Monitor Calico component metrics

Big picture

Use Prometheus configured for Calico components to get valuable metrics about the health of your network.

Value

Using the open-source Prometheus monitoring and alerting toolkit, you can view time-series metrics from Calico components in the Prometheus or Grafana interfaces.

Features

This how-to guide uses the following Calico features:

Felix and Typha components configured with Prometheus configuration parameters (for consumption by Prometheus).

Concepts

About Prometheus

The Prometheus monitoring tool scrapes metrics from instrumented jobs and displays time series data in a visualizer (such as Grafana). For Calico, the “jobs” that Prometheus can harvest metrics from are the Felix and Typha components.

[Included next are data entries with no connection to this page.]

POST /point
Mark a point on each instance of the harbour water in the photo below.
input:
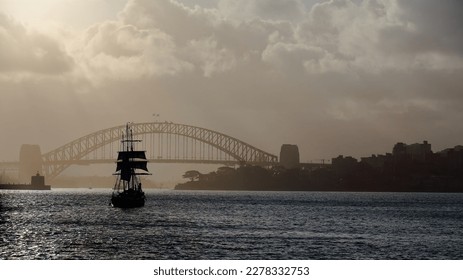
(79, 224)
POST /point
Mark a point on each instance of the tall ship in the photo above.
(131, 163)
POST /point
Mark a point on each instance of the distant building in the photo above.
(415, 151)
(289, 156)
(30, 161)
(376, 161)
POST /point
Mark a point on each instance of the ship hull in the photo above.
(128, 199)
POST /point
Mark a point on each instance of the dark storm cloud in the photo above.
(339, 76)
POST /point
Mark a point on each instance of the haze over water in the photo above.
(79, 224)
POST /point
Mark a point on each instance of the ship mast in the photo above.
(128, 161)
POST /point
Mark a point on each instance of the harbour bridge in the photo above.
(164, 142)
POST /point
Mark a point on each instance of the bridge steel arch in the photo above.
(57, 160)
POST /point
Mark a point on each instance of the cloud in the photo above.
(369, 72)
(26, 51)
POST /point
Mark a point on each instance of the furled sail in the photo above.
(132, 164)
(131, 154)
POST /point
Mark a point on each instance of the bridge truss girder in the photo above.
(56, 161)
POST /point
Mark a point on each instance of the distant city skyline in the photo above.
(333, 77)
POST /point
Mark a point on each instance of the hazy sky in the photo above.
(334, 77)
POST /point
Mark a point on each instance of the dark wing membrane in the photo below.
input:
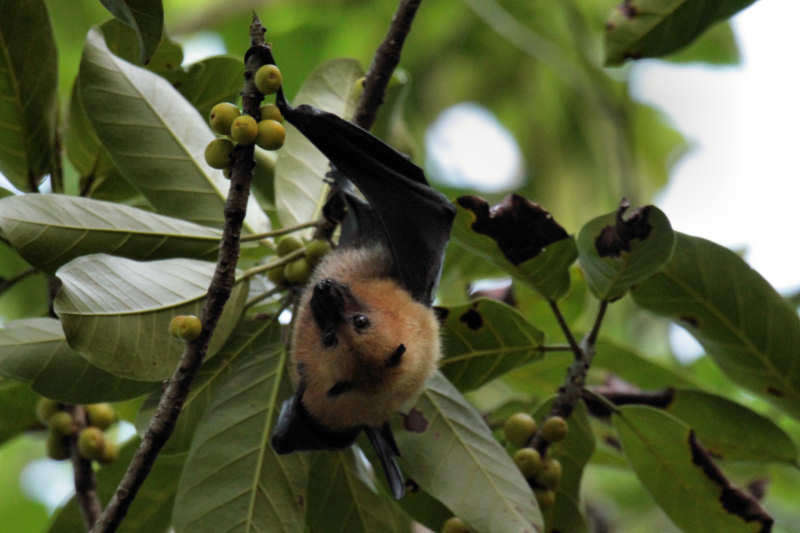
(413, 219)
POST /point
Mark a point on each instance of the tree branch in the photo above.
(383, 64)
(169, 407)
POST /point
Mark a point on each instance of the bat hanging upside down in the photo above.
(365, 338)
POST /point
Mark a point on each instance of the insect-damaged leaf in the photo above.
(155, 138)
(617, 252)
(741, 321)
(35, 351)
(51, 230)
(28, 84)
(519, 237)
(679, 474)
(116, 311)
(651, 28)
(458, 461)
(233, 480)
(485, 339)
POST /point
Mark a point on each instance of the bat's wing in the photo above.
(412, 219)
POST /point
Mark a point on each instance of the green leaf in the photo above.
(547, 271)
(51, 230)
(663, 453)
(484, 340)
(116, 311)
(458, 461)
(741, 321)
(35, 351)
(155, 138)
(652, 28)
(573, 453)
(233, 480)
(17, 408)
(617, 252)
(150, 510)
(719, 423)
(28, 84)
(300, 189)
(146, 17)
(342, 497)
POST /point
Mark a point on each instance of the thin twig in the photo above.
(83, 475)
(169, 407)
(383, 64)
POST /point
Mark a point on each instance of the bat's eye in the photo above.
(361, 322)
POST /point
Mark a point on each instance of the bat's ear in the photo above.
(297, 430)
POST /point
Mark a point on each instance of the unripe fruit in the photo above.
(554, 429)
(91, 442)
(455, 525)
(100, 415)
(287, 245)
(268, 79)
(244, 130)
(45, 408)
(297, 272)
(221, 117)
(62, 423)
(218, 153)
(109, 454)
(545, 497)
(550, 474)
(186, 327)
(271, 134)
(57, 447)
(271, 112)
(316, 250)
(519, 428)
(529, 462)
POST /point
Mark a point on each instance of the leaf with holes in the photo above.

About Calico Felix and Typha components

Felix is a daemon that runs on every machine that provides endpoints (Calico nodes). Felix is the brains of Calico. Typha is an optional daemon that extends Felix to scale traffic between Calico nodes and the datastore. Typha is used to avoid bottlenecks and performance issues in the datastore when you have over 50 Calico nodes.

You can configure Felix and/or Typha to provide metrics to Prometheus.

How to

Enable Prometheus metrics for and Felix and Typha

  1. Using the Prometheus documentation, configure one or more Prometheus servers.
  2. To enable Felix for metrics, set PrometheusMetricsEnabled = true.
  3. To enable Typha for metrics, set PrometheusMetricsEnabled = true.
  4. If required for Felix and/or Typha, change the default TCP port (9091) for your Prometheus metrics server using the parameter, PrometheusMetricsPort.

Best practices

If you enable Calico metrics to Prometheus, a best practice is to use network policy to limit access to the Calico metrics endpoints. For details, see Secure Calico Prometheus endpoints.

If you are not using Prometheus metrics, we recommend disabling the Prometheus ports entirely for more security.